Kammerer observed that these weather variations would probably worsen in the near future: “In the future, warm winters and long, hot summers are predicted to occur more frequently, which we expect will be a serious challenge to wild-bee populations.”

We are just beginning to understand the many ways that climate influences bees, but in order to conserve these essential pollinators, we need to figure out when, where and how changing climate disrupts bee life cycles, and we need to move from considering single stressors to quantifying multiple, potentially interacting pressures on wild-bee communities.
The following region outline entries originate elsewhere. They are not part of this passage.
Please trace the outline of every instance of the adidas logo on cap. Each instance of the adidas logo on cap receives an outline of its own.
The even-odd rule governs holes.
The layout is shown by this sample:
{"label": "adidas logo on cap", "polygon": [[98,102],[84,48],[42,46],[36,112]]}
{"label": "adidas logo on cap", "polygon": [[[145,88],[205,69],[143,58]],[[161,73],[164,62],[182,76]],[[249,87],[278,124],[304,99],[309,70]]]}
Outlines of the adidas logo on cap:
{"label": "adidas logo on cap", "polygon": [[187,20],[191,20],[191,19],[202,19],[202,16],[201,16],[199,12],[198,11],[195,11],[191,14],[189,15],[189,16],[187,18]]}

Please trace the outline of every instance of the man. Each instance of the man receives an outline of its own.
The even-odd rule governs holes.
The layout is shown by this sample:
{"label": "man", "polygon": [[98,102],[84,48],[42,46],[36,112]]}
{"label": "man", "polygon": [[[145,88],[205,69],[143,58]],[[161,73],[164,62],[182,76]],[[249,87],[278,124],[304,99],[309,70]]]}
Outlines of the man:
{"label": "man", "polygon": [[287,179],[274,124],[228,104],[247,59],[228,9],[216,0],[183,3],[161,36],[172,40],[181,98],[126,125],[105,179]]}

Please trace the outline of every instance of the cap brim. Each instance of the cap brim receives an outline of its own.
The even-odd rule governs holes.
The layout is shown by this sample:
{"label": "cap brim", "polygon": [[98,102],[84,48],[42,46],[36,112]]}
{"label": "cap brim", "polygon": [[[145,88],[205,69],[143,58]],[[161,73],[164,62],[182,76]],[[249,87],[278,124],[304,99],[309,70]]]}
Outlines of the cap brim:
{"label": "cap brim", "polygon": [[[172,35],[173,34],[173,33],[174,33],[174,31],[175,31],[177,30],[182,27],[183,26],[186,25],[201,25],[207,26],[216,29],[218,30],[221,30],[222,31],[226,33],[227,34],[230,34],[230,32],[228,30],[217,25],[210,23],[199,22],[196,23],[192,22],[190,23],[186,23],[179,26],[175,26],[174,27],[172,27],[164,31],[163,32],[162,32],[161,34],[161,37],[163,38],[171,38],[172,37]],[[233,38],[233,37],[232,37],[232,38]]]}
Melanie Kammerer, Graduate Student in Entomology, Penn State University

According to the Penn team, the study is part of their larger Beescape project, which enables individuals such as conservationists, growers, and gardeners to examine the landscape quality at their site and possibly make alterations to enhance conditions for bees. Given their new discoveries, the researchers plan to increase the scope of Beescape to include weather and climate conditions.

Other authors of the study are Sarah Goslee, ecologist, United States Department of Agriculture Agricultural Research Service; Margaret Douglas, assistant professor of environmental studies, Dickinson College; and John Tooker, professor of entomology, Penn State.

This study was supported by the U.S. Department of Agriculture National Institute for Food and Agriculture, the Foundation for Food and Agriculture Research and the College of Agricultural Sciences and Intercollege Graduate Degree Program in Ecology at Penn State.

Journal Reference:

Kammerer, M., et al. (2021) Wild bees as winners and losers: Relative impacts of landscape composition, quality, and climate. Global Change Biology. doi.org/10.1111/gcb.15485.